“Cloud is not about technology but rather about a business model.” That statement boldly stands out to me in this No Jitter article The Cloud Revolution: Dropping Voice Prices Will Deliver Big Impact. Absolutely. We agree fully. While No Jitter is focused on enterprise-consumed communications and UC, this is a truth that applies to the way service providers deploy, manage and monetize their VoIP and UCaaS offerings.
We’ve been saying that service providers are asking for a change in the business model in addition to getting access to the latest and greatest technology. They need the marriage of elastic technology and elastic business model. Hence the rise of the new way to deliver VoIP and UC: the cloud Voice platform (Alianza and other companies have brought this solution to market).
Expanding on this focus of cloud as a powerful business model, the author, Phil Edholm, argues that the big costs savings for cloud VoIP and UC have not yet arrived and are still largely similar to an on-premises deployment over the life of the VoIP solution. He argues that cloud-based UC costs should be significantly lower than they are today to be breakthrough.
While we are confident the total cost of ownership of cloud sourcing service provider VoIP is lower than rebuilding a service provider’s network using NFV/telco software solutions, there is significant value in adopting cloud even if the cloud cost is roughly the same as an on-premises solution. With the cloud, the business model is still strikingly different and there are six major improvements over the old school way of deploying VoIP:
1) Reduced risk – with a SaaS approach, VoIP is success-based; this means costs are variable and in line with revenue (as opposed to fixed in the old way of doing it); there isn’t CAPEX to amortize nor a fixed OPEX from the maintenance fees and operations staff.
2) Strategic focus – CAPEX and operational resources can be focused on higher priority growth initiatives, including making big bets and embracing other transformative technologies.
3) Continual innovation – with cloud deployments service providers can evolve in an agile fashion as they get access to the latest and greatest feature set delivered in a non-disruptive, easy to consume manner. See my earlier blog post SaaS – Freedom from Product Release Tyranny for more on this topic.
4) Easier to manage – done right the cloud masks complexity and abstracts the management of individual boxes or software functions into a single and simple management interface. While sometimes hard to measure the total cost of managing a voice network, this simplification reduces the total cost of ownership and removes error-prone, manual processes that ultimately add cost and time to service delivery.

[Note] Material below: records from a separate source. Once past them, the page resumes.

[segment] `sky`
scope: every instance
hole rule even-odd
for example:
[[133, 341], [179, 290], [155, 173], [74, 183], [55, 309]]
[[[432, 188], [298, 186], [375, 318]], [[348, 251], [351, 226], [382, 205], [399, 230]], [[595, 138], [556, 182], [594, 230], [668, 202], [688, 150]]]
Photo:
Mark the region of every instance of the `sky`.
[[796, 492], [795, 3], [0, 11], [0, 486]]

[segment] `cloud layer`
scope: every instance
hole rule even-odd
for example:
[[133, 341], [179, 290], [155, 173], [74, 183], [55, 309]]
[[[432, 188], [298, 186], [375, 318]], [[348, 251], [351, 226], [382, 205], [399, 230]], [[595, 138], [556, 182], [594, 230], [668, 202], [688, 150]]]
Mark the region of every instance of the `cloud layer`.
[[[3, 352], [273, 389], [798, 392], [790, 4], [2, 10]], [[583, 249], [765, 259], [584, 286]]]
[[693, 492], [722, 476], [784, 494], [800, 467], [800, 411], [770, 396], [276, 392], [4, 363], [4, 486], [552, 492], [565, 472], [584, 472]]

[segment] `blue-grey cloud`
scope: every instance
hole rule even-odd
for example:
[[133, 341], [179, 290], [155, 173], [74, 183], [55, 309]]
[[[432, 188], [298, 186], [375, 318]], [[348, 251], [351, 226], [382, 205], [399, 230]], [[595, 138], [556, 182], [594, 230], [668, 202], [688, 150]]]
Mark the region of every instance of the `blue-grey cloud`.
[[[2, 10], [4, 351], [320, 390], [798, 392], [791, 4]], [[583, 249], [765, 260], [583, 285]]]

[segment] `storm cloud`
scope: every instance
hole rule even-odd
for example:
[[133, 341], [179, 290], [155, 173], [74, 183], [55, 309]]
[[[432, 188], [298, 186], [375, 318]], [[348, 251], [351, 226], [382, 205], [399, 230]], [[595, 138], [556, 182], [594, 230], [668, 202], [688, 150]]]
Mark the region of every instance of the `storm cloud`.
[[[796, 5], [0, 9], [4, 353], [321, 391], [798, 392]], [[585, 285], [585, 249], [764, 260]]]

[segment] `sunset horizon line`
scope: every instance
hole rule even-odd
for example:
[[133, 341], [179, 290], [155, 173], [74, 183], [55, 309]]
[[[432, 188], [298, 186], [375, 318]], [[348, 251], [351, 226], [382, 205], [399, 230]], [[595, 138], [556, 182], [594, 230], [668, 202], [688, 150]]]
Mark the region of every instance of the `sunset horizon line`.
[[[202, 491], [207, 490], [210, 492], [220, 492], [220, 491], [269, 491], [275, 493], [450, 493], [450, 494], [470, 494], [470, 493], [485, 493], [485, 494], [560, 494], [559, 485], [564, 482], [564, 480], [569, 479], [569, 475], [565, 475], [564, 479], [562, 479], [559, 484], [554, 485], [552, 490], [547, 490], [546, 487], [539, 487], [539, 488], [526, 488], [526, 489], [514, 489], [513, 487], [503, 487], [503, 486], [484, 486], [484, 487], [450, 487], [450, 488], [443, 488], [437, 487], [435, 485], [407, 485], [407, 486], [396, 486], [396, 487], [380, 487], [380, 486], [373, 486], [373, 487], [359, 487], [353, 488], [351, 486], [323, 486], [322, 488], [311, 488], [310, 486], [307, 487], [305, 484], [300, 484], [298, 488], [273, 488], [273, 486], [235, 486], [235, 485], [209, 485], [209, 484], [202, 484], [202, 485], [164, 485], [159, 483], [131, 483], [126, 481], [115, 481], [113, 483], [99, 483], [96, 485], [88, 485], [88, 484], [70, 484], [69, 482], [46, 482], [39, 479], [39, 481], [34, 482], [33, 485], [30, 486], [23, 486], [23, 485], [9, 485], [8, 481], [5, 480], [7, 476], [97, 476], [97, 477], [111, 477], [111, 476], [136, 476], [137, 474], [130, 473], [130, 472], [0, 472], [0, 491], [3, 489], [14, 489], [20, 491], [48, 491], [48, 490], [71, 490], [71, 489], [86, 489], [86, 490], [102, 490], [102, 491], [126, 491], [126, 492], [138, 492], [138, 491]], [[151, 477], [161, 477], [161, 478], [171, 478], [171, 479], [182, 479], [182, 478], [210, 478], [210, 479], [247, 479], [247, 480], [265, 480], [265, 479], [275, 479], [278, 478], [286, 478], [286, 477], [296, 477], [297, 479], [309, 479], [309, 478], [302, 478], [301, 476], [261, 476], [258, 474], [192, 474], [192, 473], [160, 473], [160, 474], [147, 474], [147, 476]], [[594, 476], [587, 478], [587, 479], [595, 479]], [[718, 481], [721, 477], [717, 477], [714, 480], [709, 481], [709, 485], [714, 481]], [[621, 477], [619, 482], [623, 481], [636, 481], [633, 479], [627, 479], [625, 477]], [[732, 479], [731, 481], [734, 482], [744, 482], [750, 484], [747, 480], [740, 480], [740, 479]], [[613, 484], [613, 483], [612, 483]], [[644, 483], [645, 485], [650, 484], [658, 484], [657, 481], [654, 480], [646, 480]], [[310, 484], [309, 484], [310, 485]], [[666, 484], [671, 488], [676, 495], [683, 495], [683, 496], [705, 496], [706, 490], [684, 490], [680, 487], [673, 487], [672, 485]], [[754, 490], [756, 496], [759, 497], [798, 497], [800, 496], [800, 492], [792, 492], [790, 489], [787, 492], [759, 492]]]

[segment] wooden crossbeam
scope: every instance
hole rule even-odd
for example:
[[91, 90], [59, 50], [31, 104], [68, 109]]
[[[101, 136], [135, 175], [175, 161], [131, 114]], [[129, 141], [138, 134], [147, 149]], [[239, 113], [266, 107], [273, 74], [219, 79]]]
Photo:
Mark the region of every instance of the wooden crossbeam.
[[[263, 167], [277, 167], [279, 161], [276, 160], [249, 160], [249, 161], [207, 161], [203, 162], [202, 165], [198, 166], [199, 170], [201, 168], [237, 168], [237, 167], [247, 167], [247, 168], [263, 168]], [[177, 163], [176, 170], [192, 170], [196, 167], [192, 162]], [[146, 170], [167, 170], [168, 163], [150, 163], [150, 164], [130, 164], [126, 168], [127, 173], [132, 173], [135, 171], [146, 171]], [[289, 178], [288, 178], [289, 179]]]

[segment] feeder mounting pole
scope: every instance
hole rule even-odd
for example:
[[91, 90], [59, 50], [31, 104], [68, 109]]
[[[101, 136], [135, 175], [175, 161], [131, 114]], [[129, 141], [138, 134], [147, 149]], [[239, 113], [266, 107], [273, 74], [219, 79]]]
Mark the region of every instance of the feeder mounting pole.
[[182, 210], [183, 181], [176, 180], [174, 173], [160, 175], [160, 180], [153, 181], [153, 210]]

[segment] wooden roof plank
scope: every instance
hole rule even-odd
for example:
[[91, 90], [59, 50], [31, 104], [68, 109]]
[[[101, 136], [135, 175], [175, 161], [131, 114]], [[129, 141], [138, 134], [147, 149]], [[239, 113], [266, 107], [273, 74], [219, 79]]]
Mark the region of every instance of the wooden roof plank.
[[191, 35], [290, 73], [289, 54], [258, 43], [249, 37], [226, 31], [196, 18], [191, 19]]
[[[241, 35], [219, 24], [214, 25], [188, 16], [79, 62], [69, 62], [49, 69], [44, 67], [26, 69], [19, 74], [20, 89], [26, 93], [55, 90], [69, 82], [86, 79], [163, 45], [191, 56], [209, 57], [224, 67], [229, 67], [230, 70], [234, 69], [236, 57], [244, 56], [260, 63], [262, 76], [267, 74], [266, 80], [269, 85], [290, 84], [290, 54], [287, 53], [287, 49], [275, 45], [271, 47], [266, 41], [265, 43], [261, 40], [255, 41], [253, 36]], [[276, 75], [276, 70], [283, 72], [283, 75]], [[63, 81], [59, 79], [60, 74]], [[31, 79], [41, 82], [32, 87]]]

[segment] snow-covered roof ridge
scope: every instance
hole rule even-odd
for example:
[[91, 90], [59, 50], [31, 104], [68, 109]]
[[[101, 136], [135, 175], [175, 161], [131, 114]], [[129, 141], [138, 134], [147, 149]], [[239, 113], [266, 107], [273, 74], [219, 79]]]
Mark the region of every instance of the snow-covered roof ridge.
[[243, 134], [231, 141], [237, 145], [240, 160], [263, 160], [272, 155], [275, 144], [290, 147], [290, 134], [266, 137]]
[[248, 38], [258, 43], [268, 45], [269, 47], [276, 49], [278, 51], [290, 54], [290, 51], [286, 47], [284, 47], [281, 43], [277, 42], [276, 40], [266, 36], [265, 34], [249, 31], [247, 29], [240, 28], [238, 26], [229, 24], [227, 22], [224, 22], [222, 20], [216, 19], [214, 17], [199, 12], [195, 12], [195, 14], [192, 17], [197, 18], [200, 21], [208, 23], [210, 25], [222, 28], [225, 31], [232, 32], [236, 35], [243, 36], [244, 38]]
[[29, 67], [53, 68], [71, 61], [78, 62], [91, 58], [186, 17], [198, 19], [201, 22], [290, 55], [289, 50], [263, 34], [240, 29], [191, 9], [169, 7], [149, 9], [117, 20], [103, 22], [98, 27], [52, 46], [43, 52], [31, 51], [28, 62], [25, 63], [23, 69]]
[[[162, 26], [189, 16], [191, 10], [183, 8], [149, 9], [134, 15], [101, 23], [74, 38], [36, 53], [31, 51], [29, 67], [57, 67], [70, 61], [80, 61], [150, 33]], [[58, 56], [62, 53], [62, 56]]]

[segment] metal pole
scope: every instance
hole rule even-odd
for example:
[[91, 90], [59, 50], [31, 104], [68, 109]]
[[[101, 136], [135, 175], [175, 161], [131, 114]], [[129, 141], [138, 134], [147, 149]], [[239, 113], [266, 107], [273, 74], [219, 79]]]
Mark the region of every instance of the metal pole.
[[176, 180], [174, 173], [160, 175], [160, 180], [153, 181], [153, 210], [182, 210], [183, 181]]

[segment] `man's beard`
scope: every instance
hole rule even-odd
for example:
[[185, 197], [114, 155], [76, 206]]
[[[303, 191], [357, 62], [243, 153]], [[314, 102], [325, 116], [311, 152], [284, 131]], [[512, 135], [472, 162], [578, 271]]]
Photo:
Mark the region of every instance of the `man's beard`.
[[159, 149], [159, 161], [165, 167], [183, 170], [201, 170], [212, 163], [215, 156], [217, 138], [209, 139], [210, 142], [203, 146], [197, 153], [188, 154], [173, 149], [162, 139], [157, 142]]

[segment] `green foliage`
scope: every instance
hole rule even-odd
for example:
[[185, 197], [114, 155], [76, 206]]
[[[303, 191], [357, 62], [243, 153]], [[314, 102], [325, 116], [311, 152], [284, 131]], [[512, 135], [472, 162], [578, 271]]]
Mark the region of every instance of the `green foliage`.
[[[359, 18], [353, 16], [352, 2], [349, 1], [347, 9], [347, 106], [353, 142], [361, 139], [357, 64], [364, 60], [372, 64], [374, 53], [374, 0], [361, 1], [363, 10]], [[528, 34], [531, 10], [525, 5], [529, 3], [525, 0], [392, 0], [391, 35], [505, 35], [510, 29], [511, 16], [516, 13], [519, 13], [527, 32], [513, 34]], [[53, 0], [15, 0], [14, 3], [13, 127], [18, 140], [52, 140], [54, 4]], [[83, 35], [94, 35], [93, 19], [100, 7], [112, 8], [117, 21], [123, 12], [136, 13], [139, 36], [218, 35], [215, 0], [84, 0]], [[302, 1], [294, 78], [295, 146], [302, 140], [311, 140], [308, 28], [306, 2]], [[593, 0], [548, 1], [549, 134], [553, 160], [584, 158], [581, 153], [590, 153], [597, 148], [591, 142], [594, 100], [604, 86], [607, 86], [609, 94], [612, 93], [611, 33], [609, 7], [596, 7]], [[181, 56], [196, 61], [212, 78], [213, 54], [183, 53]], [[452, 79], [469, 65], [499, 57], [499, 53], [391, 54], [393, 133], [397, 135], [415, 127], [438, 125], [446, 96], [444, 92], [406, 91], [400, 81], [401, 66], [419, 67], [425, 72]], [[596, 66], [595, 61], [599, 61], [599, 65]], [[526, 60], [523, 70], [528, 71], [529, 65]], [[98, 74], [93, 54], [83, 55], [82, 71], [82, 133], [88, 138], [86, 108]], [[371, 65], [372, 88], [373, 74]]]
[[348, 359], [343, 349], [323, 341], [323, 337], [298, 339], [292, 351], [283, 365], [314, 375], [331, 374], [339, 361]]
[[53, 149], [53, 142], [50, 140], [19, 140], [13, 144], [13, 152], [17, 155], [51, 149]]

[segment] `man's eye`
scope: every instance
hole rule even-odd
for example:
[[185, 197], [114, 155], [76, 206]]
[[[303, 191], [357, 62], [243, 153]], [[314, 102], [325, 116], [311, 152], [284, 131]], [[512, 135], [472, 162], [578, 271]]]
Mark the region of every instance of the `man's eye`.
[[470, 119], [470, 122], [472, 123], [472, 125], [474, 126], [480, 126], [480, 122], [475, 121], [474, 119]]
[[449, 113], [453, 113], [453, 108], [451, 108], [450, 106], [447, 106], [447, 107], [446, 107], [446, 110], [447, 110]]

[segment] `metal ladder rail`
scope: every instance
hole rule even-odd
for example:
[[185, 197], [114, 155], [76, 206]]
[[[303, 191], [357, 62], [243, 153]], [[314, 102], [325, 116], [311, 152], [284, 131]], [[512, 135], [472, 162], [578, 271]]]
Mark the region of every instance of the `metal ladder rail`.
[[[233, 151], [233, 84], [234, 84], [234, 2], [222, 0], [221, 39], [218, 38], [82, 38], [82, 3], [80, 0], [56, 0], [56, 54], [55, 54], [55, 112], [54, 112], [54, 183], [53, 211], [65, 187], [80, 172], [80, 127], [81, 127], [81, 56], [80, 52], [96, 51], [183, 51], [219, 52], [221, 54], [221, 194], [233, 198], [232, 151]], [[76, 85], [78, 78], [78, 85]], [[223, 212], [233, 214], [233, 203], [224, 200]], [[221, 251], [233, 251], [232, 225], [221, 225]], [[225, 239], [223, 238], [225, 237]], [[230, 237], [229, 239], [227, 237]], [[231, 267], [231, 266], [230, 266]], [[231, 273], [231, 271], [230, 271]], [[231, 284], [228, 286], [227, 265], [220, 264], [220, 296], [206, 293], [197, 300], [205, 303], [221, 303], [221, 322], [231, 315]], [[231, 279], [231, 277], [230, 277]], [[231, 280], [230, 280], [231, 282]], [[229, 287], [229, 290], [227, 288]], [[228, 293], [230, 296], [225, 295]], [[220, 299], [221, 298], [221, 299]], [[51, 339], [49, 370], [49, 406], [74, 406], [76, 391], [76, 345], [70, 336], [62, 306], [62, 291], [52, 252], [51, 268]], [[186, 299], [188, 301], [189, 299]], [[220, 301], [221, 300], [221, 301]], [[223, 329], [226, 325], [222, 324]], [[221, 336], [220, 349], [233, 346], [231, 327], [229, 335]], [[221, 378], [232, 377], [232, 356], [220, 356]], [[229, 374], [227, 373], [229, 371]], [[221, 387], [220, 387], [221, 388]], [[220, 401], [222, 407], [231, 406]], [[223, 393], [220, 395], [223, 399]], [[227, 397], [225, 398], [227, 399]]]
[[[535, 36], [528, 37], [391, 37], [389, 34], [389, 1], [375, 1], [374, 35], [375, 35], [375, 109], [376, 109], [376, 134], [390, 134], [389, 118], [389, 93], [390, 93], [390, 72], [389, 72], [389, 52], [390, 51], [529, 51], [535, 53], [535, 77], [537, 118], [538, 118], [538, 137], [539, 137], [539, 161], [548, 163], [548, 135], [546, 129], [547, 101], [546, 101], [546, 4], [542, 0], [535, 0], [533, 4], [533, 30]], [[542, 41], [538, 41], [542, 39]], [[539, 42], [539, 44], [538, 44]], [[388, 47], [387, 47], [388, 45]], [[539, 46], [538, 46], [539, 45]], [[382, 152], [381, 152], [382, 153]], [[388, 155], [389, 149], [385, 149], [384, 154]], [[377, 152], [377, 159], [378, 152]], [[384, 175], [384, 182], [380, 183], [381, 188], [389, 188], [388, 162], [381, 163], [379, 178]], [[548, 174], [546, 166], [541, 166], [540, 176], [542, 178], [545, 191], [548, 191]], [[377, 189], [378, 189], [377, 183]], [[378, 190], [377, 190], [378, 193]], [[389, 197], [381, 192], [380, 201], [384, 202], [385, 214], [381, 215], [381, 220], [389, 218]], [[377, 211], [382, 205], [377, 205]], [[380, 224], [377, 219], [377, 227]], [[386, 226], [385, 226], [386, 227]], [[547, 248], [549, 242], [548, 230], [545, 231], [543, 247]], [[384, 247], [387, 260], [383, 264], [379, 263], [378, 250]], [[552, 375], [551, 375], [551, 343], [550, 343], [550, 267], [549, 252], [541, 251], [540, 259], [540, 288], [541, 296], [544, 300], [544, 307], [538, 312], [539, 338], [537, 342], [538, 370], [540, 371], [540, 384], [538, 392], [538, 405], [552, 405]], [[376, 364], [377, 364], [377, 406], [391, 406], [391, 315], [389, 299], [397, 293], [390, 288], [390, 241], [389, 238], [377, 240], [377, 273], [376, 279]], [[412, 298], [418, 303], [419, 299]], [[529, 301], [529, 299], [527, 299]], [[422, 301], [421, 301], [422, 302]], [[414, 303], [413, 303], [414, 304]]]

5) Extensible – the modern cloud approach is also all about being extensible and allowing communications to plug into different systems for end-user communications (e.g., adding VoIP to Google Apps, CRM systems, etc.)
6) Greener – a service provider can be more environmentally friendly as power and cooling requirements (and associated costs) are eliminated in the service provider data center and more efficiently run in a shared space in the cloud
So there is great value if costs are the same. However, the bottom line is that the cloud-based approach is about lower TCO: no CAPEX, lower and variable OPEX, plus other soft cost savings from automation, integration, and ease of use. We see cost savings of up to 50% compared to legacy white label or softswitch models, and it will be more agile than NFV on-premises approaches.